While consumers have a hard time embracing $4 gas, investors concentrated in energy stocks are enjoying the boom times. But I've found investments from another sector that are beating the pants off petroleum stocks -- and I know where you can find out more about them.

Would the real hot stocks please come forward
The 5,700 stocks that the 105,000-member Motley Fool CAPS community has rated include descriptive "tags" that group them with other companies sharing similar qualities -- a country of origin, a sector, or an end product, for example. Clicking the Petroleum tag pulls up a list of 26 stocks that have gained an average of 32.2% in the past year.

But CAPS tags can lead you to stocks that have outpaced even the near-term returns from the petroleum group: Fertilizer. This group consists of 15 companies that have massively outperformed the returns of the broader market and petroleum group with an 81.5% average gain in the past year.
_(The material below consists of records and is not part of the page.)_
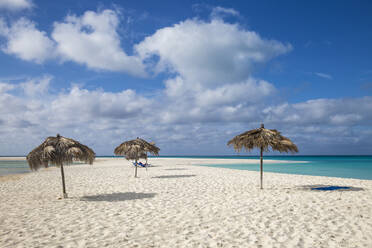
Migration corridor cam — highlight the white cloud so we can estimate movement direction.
[52,10,146,76]
[314,72,333,79]
[0,76,372,154]
[211,6,239,19]
[135,19,292,85]
[0,18,54,63]
[0,0,33,11]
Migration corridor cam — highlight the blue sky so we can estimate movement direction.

Each group has its share of winners and losers, of course, but CAPS can be a great resource for zeroing in on potential opportunities in each area.

From macro to micro
You can sort tag groups by their CAPS ratings, from one to a maximum five stars, and then see which players -- from Wall Street to Main Street -- are bullish or bearish on a company, and why.
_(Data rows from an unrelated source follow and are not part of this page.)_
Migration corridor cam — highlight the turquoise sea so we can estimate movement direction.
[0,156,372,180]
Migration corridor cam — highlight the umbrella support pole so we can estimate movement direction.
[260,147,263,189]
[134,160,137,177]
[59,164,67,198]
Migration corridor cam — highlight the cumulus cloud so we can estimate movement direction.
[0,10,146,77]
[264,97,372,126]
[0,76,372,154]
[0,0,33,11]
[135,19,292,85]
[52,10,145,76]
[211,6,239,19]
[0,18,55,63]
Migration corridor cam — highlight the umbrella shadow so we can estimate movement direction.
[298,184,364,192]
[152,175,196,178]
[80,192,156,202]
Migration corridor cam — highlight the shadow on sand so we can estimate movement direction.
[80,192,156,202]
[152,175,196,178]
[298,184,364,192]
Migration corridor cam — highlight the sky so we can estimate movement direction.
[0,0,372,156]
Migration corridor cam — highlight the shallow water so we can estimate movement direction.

For instance, here are a few of the stocks in the petroleum group:

Company

CAPS Rating (Out of 5)

1-Year Performance

ConocoPhillips

*****

22.4%

BP  (NYSE:BP)

****

7.6%

Chevron  (NYSE:CVX)

****

25.1%

Exxon Mobil

****

8.0%

Sources: Yahoo! Finance and Motley Fool CAPS, as of June 12.

Now, based on the interest in the CAPS community, here's a sampling of fertilizer stocks that investors may want to consider.

Company

CAPS Rating

1-Year Performance

Shengdatech  (NASDAQ:SDTH)

*****

67.6%

Terra Industries (NYSE:TRA)

*****

148.0%

CF Industries Holdings (NYSE:CF)

****

201.8%

Potash (NYSE:POT)

****

204.8%

Sources: Yahoo! Finance and Motley Fool CAPS, as of June 12.

One person's trash is another one's treasure
Investors would be hard pressed to find a better time for the fertilizer industry. Soil nutrients such as potash, phosphate, and nitrogen are experiencing a cycle of record demand as increasing wealth in developing nations has more people buying meat, which in turn drives demand for crops providing animal feed.

The fundamentals of many fertilizer companies make this obvious: CF Industries said first-quarter net earnings nearly tripled and sales increased by more than 40%. Chairman Stephen Wilson noted that "the U.S. entered the spring season with low grain inventories and strong demand for corn, soybeans, and wheat," a situation that is expected to keep crop prices at record highs. 

High oil prices and increased investment in biofuels have also contributed to pushing fertilizer and agriculture stocks higher. And the driving forces aren't just confined to soil additives -- demand for agriculture commodities is seeding growth across supporting sectors, too. For proof, just look to the surge in demand for agriculture equipment from companies such as Deere (NYSE:DE) and Caterpillar.

But the largest strain of demand seems to fall squarely on fertilizer companies. For instance, to keep up with the demand from farmers for increased corn plantings, Terra is upgrading one of its Oklahoma facilities to increase its production capacity of urea ammonium nitrate from 300,000 to 825,000 tons annually. With market pricing demanding more efficient crop yields, Potash and Terra are two of the top 10 best-performing stocks since the last recession in 2001.

Before you buy ...
Of course, what's happened in the past is no indicator of where investors should be putting their capital now. But the 105,000-plus members of the Motley Fool CAPS community help narrow down the underlying reasons behind dramatic run-ups in stocks or groups of stocks and can clarify trends that may significantly affect investments. Just make sure to do your own due diligence rather than simply follow crowds or individual recommendations.